或许,也是因为初次“相识”的,也因而让这个女人很好。
她很激烈。
她似是要使出浑身解数来对付陈良,应对陈良。
她也很猛烈。
或许,她和她的男人已经很久没睡了。
也或许,她是故意等待着这一天,这一次。
陈良忽然忆起,她的男人有病,但不是男性功能的病,而是身体的其它的毛病。
或许,他的那个毛病,就影响了他的男性功能。
一凌晨的欢畅与努力,奋力。
二人终于停歇了下来。
女人依然笑意盈盈的,她笑起来很好看,她笑起来给人的感觉很温和。
让人看了,睡了她还想睡。
而且还如此的好。
俩人坐在了包袱上。
“你今天怎么有时间?”陈良问。
“没时间我也得抽时间,我想你了。”女人实话实说。
“嗯。”陈良看了一眼她,搂住了她柔柔的肩头。
白圆圆在陈良的脸上亲了一口,倚在了陈良的怀抱,如是一个小女孩般。
顷刻。
陈良再次推倒了她。
这次,她很享受……
……
东方鱼肚发白,二人收拾起了包袱。
白圆圆道:“有时间我再约你。”
“好。”
陈良想睡她,陈良想和她睡。
陈良上了电动车。
女人在晨光中看着陈良,看着陈良骑着电动车向西而去……
她很满足。
她感觉自己也很美,很舒服,很自在,很安然……
浑身舒畅……
看着陈良走远,过了小桥,她慢慢转身,慢慢的向自己家里走去。
走着走着,却又小跑起来。
她的穿着白衣的身子,看着确实很柔,也很亮眼。
……
陈良回到家,也就不睡了,吃了点早饭之后,继续写作……
今天,没有人打扰陈良。
曹艳没打扰,李爽也没打扰。
白圆圆也没打扰,一般她是没空的,她也没有那么轻浮,她很稳重。
小巧也没有打扰。
第二天,依然没有人打扰。
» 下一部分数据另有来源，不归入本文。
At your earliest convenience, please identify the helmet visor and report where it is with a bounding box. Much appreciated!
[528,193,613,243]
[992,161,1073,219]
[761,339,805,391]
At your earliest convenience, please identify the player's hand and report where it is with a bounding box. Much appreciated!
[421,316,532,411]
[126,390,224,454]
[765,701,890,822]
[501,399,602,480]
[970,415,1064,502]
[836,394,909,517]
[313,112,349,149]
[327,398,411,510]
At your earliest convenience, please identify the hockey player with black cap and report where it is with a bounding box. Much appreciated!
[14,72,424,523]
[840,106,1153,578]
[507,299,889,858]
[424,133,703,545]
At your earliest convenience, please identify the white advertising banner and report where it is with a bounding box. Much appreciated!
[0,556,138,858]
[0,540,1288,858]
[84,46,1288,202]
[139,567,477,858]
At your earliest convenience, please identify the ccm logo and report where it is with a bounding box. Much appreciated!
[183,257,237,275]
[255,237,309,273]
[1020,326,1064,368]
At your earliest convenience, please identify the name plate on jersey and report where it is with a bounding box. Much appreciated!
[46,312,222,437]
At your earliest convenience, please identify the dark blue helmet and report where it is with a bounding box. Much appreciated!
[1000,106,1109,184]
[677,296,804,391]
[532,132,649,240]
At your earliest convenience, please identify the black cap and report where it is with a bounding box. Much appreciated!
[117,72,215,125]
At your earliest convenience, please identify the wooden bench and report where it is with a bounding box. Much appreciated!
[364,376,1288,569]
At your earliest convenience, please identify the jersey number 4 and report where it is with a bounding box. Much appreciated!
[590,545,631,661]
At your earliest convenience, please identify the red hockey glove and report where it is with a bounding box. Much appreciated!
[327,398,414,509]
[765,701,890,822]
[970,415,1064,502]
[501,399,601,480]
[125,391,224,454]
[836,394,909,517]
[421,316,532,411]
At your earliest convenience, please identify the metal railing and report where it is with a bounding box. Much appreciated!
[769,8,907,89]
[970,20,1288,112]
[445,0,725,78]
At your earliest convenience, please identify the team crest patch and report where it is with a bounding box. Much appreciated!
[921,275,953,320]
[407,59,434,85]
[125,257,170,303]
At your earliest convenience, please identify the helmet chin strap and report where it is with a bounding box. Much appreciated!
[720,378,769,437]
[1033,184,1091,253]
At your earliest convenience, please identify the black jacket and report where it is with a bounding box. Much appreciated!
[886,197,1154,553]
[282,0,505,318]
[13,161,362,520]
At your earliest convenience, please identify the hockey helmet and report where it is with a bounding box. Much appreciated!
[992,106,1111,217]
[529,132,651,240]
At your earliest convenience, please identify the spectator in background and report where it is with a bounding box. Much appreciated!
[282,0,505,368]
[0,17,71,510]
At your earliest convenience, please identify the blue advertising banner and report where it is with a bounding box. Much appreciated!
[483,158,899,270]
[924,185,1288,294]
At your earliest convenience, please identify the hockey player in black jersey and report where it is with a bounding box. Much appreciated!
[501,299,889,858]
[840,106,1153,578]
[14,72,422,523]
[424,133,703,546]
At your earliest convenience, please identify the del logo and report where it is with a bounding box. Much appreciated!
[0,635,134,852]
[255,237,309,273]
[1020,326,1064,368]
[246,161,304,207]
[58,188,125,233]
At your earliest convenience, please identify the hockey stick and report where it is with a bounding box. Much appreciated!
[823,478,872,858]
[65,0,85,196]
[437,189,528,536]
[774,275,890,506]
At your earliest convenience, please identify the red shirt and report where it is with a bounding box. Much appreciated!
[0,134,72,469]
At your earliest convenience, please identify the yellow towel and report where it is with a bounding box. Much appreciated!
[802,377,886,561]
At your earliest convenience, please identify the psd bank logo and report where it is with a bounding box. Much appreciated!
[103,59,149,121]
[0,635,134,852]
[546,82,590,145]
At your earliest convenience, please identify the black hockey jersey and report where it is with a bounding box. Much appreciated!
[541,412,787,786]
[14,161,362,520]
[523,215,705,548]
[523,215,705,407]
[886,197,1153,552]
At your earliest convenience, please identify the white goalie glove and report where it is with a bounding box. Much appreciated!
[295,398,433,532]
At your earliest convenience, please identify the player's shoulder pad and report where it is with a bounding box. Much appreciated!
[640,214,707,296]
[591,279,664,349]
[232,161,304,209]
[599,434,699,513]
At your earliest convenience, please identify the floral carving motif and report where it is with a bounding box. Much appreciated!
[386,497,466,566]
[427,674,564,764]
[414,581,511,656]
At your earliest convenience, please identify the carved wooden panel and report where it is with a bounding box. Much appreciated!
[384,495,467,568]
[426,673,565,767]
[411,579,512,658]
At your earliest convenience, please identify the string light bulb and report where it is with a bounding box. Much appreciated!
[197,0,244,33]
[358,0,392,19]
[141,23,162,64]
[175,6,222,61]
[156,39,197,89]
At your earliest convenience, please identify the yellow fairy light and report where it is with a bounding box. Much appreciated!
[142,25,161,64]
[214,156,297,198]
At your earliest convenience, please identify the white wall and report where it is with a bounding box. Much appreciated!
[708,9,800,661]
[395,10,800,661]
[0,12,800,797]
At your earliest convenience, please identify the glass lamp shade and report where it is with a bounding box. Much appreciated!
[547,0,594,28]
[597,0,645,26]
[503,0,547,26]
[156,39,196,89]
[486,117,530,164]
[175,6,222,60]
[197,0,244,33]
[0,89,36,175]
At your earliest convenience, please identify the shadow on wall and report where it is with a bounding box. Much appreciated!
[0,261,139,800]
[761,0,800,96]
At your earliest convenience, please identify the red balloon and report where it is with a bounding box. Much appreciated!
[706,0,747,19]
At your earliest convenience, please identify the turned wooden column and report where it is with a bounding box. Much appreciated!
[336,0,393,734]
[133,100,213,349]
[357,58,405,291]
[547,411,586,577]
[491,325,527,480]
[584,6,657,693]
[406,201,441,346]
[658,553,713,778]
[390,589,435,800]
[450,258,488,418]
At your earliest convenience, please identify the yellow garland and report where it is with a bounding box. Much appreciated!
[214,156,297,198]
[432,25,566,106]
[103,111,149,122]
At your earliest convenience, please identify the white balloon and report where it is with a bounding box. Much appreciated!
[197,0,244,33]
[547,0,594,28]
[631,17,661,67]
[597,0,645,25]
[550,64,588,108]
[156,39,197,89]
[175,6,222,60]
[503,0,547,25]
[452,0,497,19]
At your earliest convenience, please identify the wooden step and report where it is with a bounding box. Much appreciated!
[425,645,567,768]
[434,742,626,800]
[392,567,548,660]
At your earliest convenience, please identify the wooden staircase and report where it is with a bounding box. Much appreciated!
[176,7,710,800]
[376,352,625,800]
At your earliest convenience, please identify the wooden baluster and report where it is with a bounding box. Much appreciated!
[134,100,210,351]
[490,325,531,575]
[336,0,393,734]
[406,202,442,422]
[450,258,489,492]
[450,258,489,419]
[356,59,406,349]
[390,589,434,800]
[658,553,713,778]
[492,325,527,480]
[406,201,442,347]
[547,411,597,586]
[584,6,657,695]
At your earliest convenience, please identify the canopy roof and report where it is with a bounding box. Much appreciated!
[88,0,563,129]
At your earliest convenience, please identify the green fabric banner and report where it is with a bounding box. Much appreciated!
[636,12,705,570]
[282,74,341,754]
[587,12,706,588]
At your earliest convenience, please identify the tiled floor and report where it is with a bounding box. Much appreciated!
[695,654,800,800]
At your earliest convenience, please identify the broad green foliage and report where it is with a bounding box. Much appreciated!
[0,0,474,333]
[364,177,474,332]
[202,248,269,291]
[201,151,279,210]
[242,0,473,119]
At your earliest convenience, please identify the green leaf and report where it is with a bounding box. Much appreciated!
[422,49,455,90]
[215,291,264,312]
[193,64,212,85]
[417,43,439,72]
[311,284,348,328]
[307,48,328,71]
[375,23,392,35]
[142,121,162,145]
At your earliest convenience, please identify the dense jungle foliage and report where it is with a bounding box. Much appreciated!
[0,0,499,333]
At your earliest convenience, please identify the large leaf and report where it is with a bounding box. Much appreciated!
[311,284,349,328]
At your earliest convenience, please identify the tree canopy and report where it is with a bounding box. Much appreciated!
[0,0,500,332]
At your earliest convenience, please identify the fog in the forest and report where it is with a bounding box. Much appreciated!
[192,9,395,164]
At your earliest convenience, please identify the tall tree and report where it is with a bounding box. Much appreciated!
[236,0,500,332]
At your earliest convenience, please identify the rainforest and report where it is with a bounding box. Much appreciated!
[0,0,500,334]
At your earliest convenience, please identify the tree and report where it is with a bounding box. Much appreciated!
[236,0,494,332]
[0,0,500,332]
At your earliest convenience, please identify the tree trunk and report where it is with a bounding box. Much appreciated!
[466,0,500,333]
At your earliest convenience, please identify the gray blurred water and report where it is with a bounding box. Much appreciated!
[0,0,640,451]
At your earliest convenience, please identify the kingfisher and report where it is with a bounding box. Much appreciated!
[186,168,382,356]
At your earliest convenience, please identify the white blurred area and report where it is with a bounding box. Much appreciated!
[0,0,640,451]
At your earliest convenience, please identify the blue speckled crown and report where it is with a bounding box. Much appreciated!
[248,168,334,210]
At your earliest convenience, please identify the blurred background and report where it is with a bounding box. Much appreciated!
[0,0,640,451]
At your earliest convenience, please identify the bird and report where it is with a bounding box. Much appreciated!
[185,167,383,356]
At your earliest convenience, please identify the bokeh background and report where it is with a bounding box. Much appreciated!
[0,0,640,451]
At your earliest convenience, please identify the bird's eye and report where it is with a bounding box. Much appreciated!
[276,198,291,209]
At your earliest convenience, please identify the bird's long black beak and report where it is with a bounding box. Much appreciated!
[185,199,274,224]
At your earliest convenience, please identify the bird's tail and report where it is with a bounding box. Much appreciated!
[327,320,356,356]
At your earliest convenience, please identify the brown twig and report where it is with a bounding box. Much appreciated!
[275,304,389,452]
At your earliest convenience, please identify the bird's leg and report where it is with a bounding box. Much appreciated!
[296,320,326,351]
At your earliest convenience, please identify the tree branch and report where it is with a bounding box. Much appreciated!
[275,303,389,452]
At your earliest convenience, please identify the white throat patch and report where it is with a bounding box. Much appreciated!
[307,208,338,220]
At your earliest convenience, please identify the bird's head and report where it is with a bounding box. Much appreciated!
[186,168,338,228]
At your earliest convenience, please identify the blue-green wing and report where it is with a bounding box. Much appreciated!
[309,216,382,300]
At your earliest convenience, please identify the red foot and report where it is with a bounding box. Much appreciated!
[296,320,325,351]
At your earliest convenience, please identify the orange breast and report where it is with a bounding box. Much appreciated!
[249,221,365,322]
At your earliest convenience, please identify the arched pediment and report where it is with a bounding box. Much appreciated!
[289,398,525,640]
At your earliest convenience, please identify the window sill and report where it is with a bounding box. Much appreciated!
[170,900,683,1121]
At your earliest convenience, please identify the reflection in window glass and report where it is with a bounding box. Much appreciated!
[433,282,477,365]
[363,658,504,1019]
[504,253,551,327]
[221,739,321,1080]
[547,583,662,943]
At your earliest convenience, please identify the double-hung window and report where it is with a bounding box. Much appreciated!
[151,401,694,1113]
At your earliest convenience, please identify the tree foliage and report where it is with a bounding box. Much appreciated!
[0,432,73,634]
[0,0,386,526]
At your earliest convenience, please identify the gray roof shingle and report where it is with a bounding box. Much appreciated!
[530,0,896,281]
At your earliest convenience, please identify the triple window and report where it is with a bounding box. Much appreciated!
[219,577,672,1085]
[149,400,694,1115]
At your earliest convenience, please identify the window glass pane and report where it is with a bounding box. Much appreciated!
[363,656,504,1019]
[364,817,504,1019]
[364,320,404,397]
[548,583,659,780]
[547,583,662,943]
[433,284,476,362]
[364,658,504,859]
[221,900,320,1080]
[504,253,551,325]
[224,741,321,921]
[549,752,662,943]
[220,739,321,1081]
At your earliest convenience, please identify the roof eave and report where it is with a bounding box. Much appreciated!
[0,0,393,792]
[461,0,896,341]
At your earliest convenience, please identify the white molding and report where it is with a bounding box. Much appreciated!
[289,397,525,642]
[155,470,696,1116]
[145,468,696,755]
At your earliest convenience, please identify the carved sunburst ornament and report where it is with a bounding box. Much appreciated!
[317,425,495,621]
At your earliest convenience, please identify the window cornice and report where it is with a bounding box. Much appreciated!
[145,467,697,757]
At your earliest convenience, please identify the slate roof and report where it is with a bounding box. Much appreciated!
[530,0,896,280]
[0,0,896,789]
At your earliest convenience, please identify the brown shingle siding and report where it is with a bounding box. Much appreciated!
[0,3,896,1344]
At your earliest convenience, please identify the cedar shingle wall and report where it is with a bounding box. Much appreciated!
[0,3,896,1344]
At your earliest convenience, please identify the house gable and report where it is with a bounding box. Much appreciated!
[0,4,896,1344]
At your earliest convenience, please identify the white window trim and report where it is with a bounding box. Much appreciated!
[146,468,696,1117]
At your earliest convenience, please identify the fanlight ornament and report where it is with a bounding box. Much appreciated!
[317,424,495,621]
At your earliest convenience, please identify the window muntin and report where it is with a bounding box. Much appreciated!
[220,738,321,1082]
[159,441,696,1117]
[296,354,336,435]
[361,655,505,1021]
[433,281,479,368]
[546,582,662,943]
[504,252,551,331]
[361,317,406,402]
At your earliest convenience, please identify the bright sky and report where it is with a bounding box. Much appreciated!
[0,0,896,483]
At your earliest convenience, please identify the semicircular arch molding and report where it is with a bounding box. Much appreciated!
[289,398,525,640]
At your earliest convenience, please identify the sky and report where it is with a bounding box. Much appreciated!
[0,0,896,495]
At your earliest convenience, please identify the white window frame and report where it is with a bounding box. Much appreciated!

陈良很静,他需要静,他写作就是需要静。
有句话怎么说来着,女人只会影响男人拔刀的速度。
陈良认为,要是女人经常打扰自己,就会影响自己的思绪,写作的思路,以及速度。
会完全的影响情绪。
因为女人缠人,不是这事,就是那事,而且絮絮叨叨起来没完。
她们这样安定,陈良也安定,心静。
但,第三天的晚上,小巧却给陈良发来了信息:嘛呢?
此时,陈良已经吃完了晚饭,正想睡觉呢。
陈良站在桌前回:刚吃完饭,正想睡觉呢。
后,又礼貌的回道:你嘛呢?
小巧:我也没事,刚洗漱完,躺在了床上。
陈良:哦哦。
他忽然没话了,他不知道说什么?
小巧又问:今天嘛了?
嘛了这三个字,曾经小巧还跟陈良了一架。
当时,陈良也是回信息,回的是:嘛呢?
当时小巧就急了:还嘛呢?你说做什么就行了,还?
当时,陈良很不理解。
但是现在,小巧也用“你嘛了”。
陈良想起这个事,笑了一下,回道:就是写东西,没做什么。
小巧:哦。
不知道她在想什么?
忽然,她又问道:今晚喝酒了吗?
陈良回:喝了点。
小巧:哦。
嗯?陈良觉得今晚小巧有些不正常,很温柔。
以前,自己要是回喝酒了,她一定会说:怎么又喝了?就知道喝喝喝,早晚喝死你!
今晚,她怎么这么温柔?怎么不骂自己?
忽的,陈良想起来了,哦……今天,是自己给小巧打款的子。
那300块钱的事。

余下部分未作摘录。